Allthough not yet exposed through any functions in the package, you can access a snapshot of the station metadata via the canadaHCD:::station_data
data frame.
canadaHCD:::station_data
#> # A tibble: 12,565 x 19
#> Name Province ClimateID StationID WMOID TCID LatitudeDD LongitudeDD
#> <fct> <fct> <fct> <fct> <fct> <fct> <dbl> <dbl>
#> 1 ACTI… British… 1010066 14 <NA> <NA> 48.9 -123.
#> 2 ALBE… British… 1010235 15 <NA> <NA> 48.4 -123.
#> 3 BAMB… British… 1010595 16 <NA> <NA> 48.6 -124.
#> 4 BEAR… British… 1010720 17 <NA> <NA> 48.5 -124
#> 5 BEAV… British… 1010774 18 <NA> <NA> 48.5 -123.
#> 6 BECH… British… 1010780 19 <NA> <NA> 48.3 -124.
#> 7 BREN… British… 1010960 20 <NA> <NA> 48.6 -123.
#> 8 BREN… British… 1010961 21 <NA> <NA> 48.6 -123.
#> 9 BREN… British… 1010965 22 <NA> <NA> 48.6 -123.
#> 10 BEAR… British… 1010PJR 9634 <NA> <NA> 48.5 -124.
#> Latitude Longitude Elevation FirstYear LastYear HourlyFirstYr
#> <int> <int> <dbl> <int> <int> <int>
#> 1 4.85e8 -1.23e9 4 1984 1996 NA
#> 2 4.82e8 -1.23e9 17 1971 1995 NA
#> 3 4.84e8 -1.23e9 85.3 1961 1980 NA
#> 4 4.83e8 -1.24e9 350. 1910 1971 NA
#> 5 4.83e8 -1.23e9 61 1894 1952 NA
#> 6 4.82e8 -1.23e9 12.2 1956 1966 NA
#> 7 4.84e8 -1.23e9 38 1987 1997 NA
#> 8 4.83e8 -1.23e9 30.5 1972 1980 NA
#> 9 4.83e8 -1.23e9 91.4 1960 1970 NA
#> 10 4.83e8 -1.24e9 419 NA NA NA
#> # … with 12,555 more rows, and 5 more variables: HourlyLastYr <int>,
#> # DailyFirstYr <int>, DailyLastYr <int>, MonthlyFirstYr <int>,
#> # MonthlyLastYr <int>
If we wanted to know which resolutions of data were available for the YELLOWKNIFE HYDRO
station, we can extract certain columns from the station data object
id <- grep("YELLOWKNIFE HYDRO", canadaHCD:::station_data$Name)

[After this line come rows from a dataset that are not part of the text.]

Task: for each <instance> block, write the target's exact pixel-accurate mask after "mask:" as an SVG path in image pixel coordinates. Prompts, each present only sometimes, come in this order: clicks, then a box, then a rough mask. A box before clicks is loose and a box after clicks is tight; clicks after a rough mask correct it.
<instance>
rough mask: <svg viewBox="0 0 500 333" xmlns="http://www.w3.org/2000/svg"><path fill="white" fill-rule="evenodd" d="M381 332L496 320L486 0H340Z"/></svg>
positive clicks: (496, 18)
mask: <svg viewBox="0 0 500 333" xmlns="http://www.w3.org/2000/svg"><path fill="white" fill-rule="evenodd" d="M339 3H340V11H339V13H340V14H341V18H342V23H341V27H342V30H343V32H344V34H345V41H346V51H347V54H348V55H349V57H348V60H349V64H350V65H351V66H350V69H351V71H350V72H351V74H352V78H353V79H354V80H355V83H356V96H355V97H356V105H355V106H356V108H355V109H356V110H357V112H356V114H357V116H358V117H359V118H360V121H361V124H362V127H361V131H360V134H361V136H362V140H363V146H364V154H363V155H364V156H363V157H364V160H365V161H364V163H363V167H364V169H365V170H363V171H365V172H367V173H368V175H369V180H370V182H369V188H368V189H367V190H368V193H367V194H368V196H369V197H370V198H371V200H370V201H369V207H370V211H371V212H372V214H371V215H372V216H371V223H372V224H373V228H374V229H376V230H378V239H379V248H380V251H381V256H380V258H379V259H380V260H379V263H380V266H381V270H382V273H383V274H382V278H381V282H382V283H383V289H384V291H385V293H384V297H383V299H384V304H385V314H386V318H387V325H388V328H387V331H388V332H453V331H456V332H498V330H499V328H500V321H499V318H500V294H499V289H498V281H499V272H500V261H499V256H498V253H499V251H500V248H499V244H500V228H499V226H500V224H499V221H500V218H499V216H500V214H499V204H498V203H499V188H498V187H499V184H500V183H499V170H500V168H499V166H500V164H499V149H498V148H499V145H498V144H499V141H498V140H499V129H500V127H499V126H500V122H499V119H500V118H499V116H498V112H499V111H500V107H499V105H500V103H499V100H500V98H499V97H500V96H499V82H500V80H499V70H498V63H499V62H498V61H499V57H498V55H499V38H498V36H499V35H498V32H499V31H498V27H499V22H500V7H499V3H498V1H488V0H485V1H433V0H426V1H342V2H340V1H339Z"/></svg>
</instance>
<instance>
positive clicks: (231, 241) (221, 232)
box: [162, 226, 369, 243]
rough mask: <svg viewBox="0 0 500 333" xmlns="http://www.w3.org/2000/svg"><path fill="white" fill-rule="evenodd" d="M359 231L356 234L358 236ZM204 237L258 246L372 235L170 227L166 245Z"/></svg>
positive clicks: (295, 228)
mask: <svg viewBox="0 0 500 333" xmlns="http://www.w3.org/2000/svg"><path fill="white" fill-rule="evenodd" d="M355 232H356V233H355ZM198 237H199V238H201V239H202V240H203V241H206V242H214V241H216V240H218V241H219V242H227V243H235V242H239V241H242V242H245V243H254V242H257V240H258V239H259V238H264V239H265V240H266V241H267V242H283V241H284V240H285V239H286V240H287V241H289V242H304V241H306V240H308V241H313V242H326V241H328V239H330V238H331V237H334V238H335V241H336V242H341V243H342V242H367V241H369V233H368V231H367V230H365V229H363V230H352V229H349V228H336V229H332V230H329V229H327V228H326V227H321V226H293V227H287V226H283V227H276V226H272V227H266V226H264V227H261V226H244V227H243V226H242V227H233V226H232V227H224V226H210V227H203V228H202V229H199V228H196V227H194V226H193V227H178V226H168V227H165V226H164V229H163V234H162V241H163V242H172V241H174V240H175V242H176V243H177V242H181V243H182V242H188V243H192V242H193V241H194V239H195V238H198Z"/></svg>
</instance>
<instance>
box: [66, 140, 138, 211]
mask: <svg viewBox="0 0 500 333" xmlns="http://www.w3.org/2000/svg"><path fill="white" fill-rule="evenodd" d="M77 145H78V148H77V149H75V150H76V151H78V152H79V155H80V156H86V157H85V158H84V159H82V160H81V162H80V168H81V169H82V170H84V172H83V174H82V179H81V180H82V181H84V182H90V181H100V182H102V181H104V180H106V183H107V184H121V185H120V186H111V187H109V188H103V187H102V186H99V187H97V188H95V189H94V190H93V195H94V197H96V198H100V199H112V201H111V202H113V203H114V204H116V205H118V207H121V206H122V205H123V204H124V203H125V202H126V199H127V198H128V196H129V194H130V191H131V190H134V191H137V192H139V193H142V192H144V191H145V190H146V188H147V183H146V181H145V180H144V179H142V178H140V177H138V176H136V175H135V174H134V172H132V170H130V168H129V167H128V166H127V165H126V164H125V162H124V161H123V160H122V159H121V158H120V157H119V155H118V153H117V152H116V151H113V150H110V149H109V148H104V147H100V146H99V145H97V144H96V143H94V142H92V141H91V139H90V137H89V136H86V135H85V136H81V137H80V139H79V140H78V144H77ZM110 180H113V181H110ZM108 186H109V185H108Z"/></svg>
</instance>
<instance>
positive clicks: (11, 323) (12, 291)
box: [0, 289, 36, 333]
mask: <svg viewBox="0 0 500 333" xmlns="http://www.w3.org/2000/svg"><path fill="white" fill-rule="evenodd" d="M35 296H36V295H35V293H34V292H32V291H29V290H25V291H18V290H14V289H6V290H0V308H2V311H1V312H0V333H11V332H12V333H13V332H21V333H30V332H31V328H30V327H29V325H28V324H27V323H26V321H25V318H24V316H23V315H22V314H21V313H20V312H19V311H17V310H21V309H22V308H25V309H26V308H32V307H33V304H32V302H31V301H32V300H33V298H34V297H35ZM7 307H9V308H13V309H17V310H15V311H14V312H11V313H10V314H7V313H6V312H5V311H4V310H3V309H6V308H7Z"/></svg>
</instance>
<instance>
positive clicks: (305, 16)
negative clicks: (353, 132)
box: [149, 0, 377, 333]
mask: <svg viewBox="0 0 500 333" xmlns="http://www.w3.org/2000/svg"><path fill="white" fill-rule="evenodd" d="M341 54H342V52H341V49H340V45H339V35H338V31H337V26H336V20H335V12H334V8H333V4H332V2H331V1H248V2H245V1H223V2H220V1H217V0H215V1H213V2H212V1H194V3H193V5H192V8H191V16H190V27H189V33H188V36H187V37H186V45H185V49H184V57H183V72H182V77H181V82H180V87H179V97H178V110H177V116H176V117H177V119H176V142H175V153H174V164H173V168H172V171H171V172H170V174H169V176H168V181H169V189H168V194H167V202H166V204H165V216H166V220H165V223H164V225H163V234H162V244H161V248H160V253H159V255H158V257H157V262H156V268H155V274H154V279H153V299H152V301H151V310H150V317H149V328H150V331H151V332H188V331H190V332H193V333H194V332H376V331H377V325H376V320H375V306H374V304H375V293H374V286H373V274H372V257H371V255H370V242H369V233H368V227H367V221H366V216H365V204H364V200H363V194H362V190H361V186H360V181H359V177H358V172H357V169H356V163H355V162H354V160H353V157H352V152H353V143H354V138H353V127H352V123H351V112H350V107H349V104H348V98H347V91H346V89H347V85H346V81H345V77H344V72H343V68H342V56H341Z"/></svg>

vars <- c("HourlyFirstYr", "HourlyLastYr", "DailyFirstYr", "DailyLastYr", "MonthlyFirstYr",
"MonthlyLastYr")
canadaHCD:::station_data[id, vars]
#> # A tibble: 1 x 6
#> HourlyFirstYr HourlyLastYr DailyFirstYr DailyLastYr MonthlyFirstYr
#> <int> <int> <int> <int> <int>
#> 1 NA NA 1943 2000 1943
#> MonthlyLastYr
#> <int>
#> 1 2000
The output shows that this station has no hourly data, but daily and monthly data sets exist.